Quincas sin embargo no oía. Se había vuelto violentamente hacia Cabo Martin que en aquel mismo momento, lo había dejado sin su trago en la distribución. Casi tira la botella de la cabezada...

-¡Dale aguardiente al viejo!... -exigió Negro Pastinha.

-Lo está desperdiciando -explicó el cabo.

-Que beba como quiera. Está en su derecho.

Cabo Martin enfiló la botella por la boca de Quincas.

-Calma, compañero, no quería molestarte. Ahí va: bebe lo que quieras. La fiesta es tuya...
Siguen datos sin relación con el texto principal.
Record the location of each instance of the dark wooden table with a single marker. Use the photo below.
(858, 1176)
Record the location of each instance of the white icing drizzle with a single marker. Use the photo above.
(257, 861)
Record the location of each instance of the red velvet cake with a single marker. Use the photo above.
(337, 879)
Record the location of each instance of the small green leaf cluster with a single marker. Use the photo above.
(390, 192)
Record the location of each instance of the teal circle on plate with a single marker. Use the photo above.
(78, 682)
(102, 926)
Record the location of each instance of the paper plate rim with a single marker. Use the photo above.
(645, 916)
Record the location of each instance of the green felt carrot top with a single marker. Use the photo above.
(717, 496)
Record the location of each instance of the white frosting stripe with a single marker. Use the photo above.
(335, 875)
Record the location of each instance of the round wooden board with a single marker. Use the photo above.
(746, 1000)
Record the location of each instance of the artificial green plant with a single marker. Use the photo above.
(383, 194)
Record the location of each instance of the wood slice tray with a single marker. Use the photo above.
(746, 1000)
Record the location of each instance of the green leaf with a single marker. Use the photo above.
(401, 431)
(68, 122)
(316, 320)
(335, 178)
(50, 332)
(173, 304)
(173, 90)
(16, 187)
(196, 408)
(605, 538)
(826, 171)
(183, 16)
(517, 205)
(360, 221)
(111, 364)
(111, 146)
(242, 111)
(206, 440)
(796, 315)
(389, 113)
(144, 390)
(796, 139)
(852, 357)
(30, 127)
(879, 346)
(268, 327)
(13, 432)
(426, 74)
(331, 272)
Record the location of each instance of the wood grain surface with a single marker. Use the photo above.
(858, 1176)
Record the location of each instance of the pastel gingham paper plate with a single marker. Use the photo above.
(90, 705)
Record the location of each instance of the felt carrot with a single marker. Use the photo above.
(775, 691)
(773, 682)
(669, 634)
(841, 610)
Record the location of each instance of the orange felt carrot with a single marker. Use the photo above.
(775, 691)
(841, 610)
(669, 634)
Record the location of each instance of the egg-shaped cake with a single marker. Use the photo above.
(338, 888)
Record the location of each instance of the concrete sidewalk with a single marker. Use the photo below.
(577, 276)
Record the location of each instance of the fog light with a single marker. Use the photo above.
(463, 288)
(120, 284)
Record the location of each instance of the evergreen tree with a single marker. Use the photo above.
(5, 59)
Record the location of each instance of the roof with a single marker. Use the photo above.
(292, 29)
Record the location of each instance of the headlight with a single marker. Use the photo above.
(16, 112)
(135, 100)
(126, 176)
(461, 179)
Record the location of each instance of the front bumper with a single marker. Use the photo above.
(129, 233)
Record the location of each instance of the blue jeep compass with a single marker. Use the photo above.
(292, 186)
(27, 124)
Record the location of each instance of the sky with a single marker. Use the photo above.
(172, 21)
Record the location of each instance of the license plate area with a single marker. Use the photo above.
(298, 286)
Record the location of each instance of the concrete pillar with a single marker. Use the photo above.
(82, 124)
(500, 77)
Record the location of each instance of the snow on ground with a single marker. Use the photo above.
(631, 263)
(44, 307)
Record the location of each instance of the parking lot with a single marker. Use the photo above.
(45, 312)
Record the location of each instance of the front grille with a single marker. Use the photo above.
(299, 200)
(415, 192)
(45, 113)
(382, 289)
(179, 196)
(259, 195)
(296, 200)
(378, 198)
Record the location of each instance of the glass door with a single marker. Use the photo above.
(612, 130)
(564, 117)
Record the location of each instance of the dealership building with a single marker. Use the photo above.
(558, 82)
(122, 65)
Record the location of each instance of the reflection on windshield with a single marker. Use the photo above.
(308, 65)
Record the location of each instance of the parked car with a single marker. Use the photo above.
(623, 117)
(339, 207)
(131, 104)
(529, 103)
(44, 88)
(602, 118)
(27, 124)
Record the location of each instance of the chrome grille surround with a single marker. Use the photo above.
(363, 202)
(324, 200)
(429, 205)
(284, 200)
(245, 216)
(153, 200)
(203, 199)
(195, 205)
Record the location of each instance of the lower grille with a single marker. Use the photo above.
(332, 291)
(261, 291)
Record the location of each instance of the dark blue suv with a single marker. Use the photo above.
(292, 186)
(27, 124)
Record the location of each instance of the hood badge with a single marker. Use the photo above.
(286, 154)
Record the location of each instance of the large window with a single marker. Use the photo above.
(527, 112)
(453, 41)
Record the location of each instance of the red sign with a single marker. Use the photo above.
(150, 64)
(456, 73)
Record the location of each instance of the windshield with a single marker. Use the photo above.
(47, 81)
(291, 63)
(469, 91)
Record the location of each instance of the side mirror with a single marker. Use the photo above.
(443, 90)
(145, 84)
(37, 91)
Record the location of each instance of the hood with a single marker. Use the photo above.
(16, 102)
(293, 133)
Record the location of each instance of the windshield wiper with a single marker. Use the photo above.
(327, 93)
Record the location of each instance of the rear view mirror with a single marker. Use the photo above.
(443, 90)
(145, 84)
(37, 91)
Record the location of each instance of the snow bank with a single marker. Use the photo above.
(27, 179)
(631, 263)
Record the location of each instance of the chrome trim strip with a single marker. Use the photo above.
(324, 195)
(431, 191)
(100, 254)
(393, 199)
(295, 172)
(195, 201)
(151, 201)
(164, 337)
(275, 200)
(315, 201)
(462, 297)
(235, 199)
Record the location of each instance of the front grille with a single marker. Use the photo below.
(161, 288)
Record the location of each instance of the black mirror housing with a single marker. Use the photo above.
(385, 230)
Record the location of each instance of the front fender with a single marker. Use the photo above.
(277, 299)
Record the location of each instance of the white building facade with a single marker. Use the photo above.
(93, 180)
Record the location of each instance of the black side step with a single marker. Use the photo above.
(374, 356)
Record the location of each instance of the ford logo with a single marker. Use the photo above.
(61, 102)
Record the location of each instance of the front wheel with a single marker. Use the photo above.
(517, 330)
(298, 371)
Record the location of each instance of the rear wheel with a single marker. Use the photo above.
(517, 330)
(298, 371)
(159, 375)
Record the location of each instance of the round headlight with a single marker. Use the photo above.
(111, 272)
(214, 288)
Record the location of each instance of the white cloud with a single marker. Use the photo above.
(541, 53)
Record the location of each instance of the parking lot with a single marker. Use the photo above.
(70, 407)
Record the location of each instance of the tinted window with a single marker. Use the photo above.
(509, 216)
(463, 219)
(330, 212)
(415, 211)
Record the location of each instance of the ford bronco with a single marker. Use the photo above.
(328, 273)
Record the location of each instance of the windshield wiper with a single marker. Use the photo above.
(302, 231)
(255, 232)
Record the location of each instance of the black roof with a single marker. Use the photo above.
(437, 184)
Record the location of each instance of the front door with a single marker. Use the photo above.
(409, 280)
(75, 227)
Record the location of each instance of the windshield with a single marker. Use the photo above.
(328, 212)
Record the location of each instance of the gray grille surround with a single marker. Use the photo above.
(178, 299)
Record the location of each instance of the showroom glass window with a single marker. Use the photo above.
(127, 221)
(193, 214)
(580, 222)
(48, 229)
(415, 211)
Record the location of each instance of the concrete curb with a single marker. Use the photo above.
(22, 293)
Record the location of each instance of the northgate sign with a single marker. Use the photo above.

Ya habían abandonado la discusión sobre Quiteria. Quincas no admitía ni que tocaran el asunto.

-¡Buen trago! -elogió Curió.

-De marca... -rectificó Quincas, experto.

-Su precio me costó...

La rana saltó al pecho de Quincas. Él la admiró un momento y no tardó en guardársela en el bolsillo de su viejo chaquetón mugriento.

La luna crecía sobre la ciudad y las aguas; la luna de Bahía, en su derroche de plata, entró por la ventana. Vino con ella el viento del mar, apagó las velas, ya no se veía el ataúd.

En la Ladeira había melodías de guitarras, voces de mujer que cantaban penas de amor. Cabo Martin empezó a cantar también.

-Le gustaban los cantares...

Cantaban los cuatro. La voz de bajo de Negro Pastinha se perdía más allá de la Ladeira, en el rumbo de los pataches. Bebían y cantaban. Quincas no perdía un trago, tampoco un son. Le gustaban los cantares.

Cuando ya estaban hartos de cantar, preguntó Curió:

-¿No era esta noche la comilona de Mestre Manuel?

-Esta noche era. Y había raya... -acentuó Pe-de-Vento.

-Nadie la prepara como María Clara -afirmó el cabo.

Quincas chasqueó la lengua. Negro Pastinha rió.

-Está loco por ir...

-¿Y por qué no? Podemos ir. Hasta es capaz de ofenderse Mestre Manuel si no vamos...

Se cruzaron sus miradas. Ya iban un poco retrasados, pues tendrían que pasar a recoger a las mujeres. Curió expuso sus dudas:

-Prometimos que no lo dejaríamos solo...

-¿Solo? ¿Y por qué vamos a dejarlo solo? Vendrá con nosotros...

-Tengo hambre -dijo Negro Pastinha.

Consultaron con Quincas:

-¿Quieres ir?

-¿Estoy lisiado para quedarme aquí?

Un trago para vaciar la botella. Pusieron a Quincas de pie. Negro Pastinha comentó:

-Está tan borracho que no se tiene. Con la edad está perdiendo el aguante ¡Vamos ya, viejito!

Curió y Pe-de-Vento se fueron delante. Quincas, satisfecho de la vida, en un paso de danza, iba entre Negro Pastinha y Cabo Martin, de bracete.